Will@cup.portal.com (Will E Estes) (06/28/91)

<It that sense of scaleability, Smalltalk fares well. But when I hear
<the term scaleability, I think of bigger issues such as how does the
<Smalltalk *environment* scale up to large projects of the hundreds of
<thousands or millions of lines. In this case, Smalltalk fares very
<poorly. Large projects require multiple user concurrency, distributed
<data, schema evolution, versioning, support for persistent storage and
<managability of non-code artifacts, support for testing and
<maintenance and support for process. In all of these areas the
<Smalltalk environment performs poorly or not at all.
<--
<Scott SimpsonTRWscott@coyote.trw.com

I think these are all extremely good points.  I have yet to meet a
programmer who has worked on a project of any size who would not agree
with the statement that the image is far too large a granularity at
which to save changes to a system.

When developing C programs for MS-DOS or UNIX, would we accept any
scheme that required us to save changes to code modules in a monolithic
library with core operating system routines and required us to save
the entire OS to effect a change?  Smalltalk is much like an
operating system, and if we would not accept such a large granularity
of change for another OS, why do we accept it for Smalltalk?

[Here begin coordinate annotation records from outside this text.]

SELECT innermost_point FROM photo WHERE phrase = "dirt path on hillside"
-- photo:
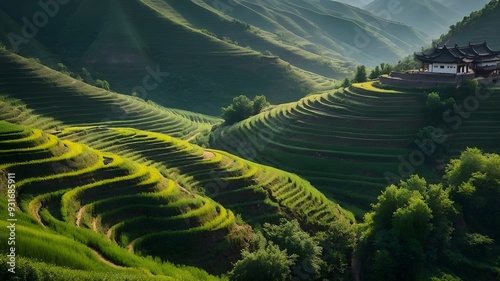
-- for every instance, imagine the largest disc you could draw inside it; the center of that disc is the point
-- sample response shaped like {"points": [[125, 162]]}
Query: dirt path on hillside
{"points": [[94, 225], [79, 216], [208, 155], [102, 259], [36, 214]]}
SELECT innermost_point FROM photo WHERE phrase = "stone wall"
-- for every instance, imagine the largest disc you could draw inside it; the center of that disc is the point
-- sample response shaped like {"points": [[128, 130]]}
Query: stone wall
{"points": [[424, 79]]}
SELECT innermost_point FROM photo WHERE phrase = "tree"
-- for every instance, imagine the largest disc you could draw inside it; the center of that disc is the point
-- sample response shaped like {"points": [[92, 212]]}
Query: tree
{"points": [[289, 236], [242, 107], [259, 103], [346, 83], [411, 221], [360, 74], [87, 78], [269, 263], [102, 84], [375, 73]]}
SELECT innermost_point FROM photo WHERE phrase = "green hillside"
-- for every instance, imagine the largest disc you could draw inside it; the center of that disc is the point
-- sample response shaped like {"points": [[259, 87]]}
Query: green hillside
{"points": [[439, 15], [37, 96], [479, 26], [259, 193], [205, 55], [350, 143], [331, 29], [70, 194]]}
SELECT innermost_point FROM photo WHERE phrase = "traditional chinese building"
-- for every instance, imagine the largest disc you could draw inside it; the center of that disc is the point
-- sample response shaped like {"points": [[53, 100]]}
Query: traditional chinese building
{"points": [[477, 58], [450, 66]]}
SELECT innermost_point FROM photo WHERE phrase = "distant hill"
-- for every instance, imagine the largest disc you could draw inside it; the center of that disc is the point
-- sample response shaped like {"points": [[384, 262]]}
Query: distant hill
{"points": [[465, 7], [355, 3], [480, 26], [208, 55], [430, 16], [350, 143], [330, 28]]}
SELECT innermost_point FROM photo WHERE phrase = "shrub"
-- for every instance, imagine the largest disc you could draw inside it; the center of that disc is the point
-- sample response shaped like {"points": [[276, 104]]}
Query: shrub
{"points": [[242, 107], [102, 84], [268, 263], [360, 74]]}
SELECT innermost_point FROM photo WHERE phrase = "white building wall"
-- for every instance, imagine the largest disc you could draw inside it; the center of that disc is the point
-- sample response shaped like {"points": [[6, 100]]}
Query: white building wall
{"points": [[443, 68], [490, 63]]}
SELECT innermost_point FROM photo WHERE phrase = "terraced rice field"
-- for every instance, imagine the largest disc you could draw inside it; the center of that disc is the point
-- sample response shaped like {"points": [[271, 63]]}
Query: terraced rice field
{"points": [[259, 193], [65, 184], [342, 141], [36, 96]]}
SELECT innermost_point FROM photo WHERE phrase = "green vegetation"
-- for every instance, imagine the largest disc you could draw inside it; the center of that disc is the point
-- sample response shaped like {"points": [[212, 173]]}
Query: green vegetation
{"points": [[417, 230], [302, 256], [438, 15], [475, 27], [62, 181], [242, 107], [360, 74], [112, 186], [269, 263], [327, 139]]}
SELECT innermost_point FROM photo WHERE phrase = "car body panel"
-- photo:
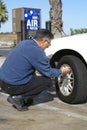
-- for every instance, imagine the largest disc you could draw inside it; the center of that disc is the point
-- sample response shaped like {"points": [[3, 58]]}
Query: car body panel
{"points": [[75, 43]]}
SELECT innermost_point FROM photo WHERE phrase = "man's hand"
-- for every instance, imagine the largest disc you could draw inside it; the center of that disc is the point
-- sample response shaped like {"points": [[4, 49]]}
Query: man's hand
{"points": [[65, 70]]}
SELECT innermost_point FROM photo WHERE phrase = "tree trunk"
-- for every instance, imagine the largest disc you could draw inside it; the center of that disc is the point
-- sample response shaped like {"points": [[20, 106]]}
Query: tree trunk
{"points": [[56, 17]]}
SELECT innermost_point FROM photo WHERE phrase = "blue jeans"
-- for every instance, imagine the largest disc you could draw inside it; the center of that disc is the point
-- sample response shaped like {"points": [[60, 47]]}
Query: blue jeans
{"points": [[36, 85]]}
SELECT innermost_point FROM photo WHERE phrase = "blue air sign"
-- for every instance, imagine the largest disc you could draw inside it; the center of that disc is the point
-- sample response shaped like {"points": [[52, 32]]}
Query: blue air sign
{"points": [[32, 16]]}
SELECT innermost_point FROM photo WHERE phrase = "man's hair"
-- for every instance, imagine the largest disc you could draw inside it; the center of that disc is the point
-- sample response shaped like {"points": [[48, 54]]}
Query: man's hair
{"points": [[43, 34]]}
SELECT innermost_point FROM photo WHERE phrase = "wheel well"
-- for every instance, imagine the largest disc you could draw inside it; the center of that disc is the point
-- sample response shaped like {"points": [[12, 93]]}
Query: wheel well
{"points": [[56, 57]]}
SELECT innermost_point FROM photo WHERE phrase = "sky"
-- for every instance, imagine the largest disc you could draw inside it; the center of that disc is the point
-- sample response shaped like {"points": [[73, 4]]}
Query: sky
{"points": [[74, 13]]}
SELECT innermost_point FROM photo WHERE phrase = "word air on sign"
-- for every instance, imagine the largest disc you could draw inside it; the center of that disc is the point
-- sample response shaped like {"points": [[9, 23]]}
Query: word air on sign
{"points": [[32, 24]]}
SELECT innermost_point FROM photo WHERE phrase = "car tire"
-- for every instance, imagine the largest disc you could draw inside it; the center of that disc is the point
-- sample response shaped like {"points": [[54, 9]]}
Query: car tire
{"points": [[72, 87]]}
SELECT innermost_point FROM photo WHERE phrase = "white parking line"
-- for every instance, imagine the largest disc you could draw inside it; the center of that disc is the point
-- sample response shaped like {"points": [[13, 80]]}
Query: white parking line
{"points": [[62, 111]]}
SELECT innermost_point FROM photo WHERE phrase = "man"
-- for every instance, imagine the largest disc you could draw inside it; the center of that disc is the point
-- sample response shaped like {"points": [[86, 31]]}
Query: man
{"points": [[17, 74]]}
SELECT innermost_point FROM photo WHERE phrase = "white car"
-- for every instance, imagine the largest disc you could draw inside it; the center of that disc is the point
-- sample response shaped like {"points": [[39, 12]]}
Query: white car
{"points": [[70, 51]]}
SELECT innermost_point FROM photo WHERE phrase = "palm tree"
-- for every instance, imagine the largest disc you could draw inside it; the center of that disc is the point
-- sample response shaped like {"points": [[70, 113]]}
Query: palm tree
{"points": [[3, 13]]}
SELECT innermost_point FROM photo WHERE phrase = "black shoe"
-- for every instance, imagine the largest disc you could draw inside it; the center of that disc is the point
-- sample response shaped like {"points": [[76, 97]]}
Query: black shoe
{"points": [[28, 102], [17, 103]]}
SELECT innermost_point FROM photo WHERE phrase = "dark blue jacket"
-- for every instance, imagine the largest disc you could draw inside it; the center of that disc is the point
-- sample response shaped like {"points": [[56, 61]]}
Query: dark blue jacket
{"points": [[22, 62]]}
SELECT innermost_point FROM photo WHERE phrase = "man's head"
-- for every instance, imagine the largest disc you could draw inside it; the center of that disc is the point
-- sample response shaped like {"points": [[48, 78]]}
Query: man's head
{"points": [[43, 37]]}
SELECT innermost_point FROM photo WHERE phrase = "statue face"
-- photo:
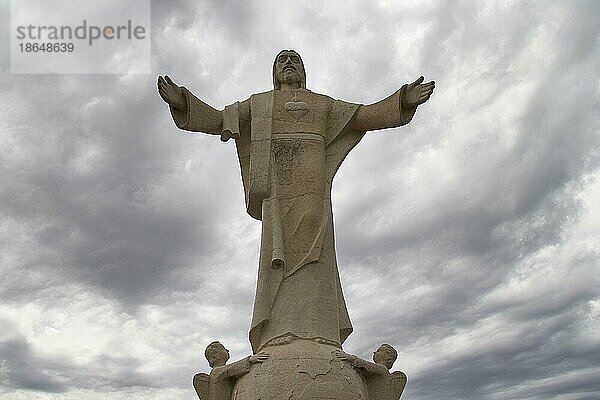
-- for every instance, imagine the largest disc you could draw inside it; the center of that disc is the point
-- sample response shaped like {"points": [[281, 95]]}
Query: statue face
{"points": [[384, 356], [288, 68], [218, 355]]}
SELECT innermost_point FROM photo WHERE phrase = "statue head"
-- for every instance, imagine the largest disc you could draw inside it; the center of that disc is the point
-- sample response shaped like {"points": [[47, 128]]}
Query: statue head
{"points": [[216, 354], [385, 355], [288, 68]]}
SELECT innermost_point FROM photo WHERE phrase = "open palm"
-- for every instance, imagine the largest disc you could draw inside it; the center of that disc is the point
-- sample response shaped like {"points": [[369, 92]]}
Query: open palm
{"points": [[417, 93]]}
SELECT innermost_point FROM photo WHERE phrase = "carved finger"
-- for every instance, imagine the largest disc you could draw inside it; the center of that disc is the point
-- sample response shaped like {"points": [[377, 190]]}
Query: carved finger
{"points": [[418, 81]]}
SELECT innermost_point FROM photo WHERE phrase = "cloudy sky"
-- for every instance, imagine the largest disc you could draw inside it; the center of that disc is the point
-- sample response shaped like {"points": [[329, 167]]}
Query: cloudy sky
{"points": [[468, 239]]}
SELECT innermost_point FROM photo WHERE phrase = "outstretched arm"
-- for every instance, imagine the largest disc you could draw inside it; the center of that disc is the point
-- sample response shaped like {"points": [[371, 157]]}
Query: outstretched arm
{"points": [[189, 112], [395, 110]]}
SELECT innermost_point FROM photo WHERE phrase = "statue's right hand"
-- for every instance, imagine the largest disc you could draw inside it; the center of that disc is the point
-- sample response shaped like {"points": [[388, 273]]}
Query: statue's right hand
{"points": [[171, 93]]}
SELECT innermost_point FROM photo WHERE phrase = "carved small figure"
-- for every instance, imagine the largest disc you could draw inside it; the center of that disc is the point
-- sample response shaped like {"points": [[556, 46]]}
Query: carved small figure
{"points": [[380, 383], [219, 384]]}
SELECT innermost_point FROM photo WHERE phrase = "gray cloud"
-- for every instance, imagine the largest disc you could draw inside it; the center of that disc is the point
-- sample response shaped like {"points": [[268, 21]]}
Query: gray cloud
{"points": [[465, 239]]}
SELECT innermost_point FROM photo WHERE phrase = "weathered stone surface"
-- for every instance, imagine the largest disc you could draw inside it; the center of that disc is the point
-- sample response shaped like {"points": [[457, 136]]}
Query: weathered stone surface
{"points": [[290, 143]]}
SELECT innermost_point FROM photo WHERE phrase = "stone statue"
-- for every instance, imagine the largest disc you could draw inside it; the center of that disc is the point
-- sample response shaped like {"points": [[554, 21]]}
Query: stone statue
{"points": [[290, 143], [219, 384], [380, 383]]}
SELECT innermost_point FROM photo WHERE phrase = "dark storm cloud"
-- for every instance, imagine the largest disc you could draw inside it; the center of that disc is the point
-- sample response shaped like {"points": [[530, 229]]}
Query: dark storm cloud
{"points": [[24, 371]]}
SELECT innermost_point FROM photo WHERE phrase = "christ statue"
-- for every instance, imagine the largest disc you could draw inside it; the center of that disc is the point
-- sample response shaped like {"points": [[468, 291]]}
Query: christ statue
{"points": [[290, 143]]}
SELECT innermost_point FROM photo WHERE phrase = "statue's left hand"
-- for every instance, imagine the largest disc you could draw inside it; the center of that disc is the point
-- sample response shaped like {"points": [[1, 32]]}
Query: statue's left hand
{"points": [[416, 93]]}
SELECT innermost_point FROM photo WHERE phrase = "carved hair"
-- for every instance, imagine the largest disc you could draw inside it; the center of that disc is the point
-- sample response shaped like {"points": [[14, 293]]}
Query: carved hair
{"points": [[390, 353], [276, 83], [212, 350]]}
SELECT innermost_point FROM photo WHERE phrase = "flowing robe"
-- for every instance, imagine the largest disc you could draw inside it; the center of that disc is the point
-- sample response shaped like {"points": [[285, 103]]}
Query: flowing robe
{"points": [[290, 143]]}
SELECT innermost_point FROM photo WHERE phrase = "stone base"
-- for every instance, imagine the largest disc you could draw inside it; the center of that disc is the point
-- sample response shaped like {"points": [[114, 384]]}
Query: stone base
{"points": [[300, 370]]}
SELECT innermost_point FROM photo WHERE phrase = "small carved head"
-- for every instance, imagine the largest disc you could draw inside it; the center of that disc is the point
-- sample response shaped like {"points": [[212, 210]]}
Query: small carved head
{"points": [[288, 68], [385, 355], [216, 354]]}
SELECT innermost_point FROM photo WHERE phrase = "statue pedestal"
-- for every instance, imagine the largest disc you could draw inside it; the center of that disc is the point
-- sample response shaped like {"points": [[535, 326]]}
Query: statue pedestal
{"points": [[299, 370]]}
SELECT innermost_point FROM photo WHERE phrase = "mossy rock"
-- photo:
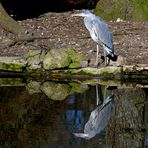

I for one am very concerned about this issue, and I feel it is the one
and only impediment to wide-scale commercial use of the Smalltalk language.
What concerns me most is that Digitalk and ParcPlace seem to be doing very
little to address this issue.  On the CompuServe forum, when I and others
have raised this issue it either goes without any response at all from
Digitalk, or it gets the response "we can't fix these problems without
changing the Smalltalk definition."

I have two problems with that response: 1) it tells me that Digitalk is
more concerned with strict adherence to a standard than it is with solving
its customers' business problems; 2) it tells me that Digitalk doesn't have
a proper sense of proportion about just how bad this problem really is, and
just how much it cuts into their potential sales.  I think if someone could
prove to them that their sales might increase by factors of five or more 
if they addressed this issue effectively, then they might start to sing a 
different tune.

I know that there are third-party products to address version control
and multi-user, networked use of an image by programmers making changes
to that image, but frankly that just isn't good enough.  This whole area
points to problems with the language definition, and the solution
needs to come from the language vendor and be integrated thoroughly into
the core product.  I do not know any responsible MIS manager who is going
to risk a large-scale, long-term project on a third-party utility for a 
language which is itself considered leading-edge and somewhat risky.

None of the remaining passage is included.